広島が被爆経験を平和都市の礎として、それによって「ヒロシマ」を希望の言葉に変えたように、福島もこの事故の経験をプラスに転化し、「フクシマ」を希望の言葉に変えなければならない。ぼくが言っているのはシンプルにそのことに尽きるのだが、それすら理解されないのは本当に苦しい状況だ。

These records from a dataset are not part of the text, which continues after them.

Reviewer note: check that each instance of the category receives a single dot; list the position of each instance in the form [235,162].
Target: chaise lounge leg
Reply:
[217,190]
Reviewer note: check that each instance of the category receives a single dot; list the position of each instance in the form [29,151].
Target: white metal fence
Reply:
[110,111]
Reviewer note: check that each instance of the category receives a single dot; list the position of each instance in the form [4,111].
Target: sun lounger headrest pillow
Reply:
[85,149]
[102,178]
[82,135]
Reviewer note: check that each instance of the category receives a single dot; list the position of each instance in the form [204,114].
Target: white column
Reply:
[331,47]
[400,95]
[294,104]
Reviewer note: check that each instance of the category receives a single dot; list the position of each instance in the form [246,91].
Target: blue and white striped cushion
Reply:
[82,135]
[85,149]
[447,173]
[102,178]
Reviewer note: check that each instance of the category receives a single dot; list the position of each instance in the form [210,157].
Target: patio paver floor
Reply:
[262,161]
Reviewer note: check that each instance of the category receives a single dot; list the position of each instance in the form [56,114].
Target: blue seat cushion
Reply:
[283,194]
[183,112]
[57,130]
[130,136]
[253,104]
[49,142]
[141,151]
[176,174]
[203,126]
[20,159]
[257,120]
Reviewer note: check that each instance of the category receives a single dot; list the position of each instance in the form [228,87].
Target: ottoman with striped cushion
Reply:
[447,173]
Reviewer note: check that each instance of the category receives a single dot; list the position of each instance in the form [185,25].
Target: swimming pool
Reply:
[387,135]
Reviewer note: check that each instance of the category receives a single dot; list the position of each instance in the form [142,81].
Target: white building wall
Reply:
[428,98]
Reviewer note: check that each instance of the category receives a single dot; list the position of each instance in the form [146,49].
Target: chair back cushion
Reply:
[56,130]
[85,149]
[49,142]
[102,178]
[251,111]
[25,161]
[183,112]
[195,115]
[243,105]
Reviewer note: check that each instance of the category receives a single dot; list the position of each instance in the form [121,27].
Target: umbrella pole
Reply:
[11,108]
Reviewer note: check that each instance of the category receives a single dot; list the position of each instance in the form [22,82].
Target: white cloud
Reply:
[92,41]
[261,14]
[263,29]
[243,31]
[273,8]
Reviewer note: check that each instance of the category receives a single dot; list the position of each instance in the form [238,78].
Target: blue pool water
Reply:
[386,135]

@hazuma 2013-11-26 12:43:09

ならばなおさら.経済的な話は無視したほうがよい.

金はかかるけど必要なもんは必要だ

と言い切るべきだ.「あたかも経済的に合理的であるかのような装い」をすると,このプロジェクト自体が非常にうさん臭い物になってしまいかねないから.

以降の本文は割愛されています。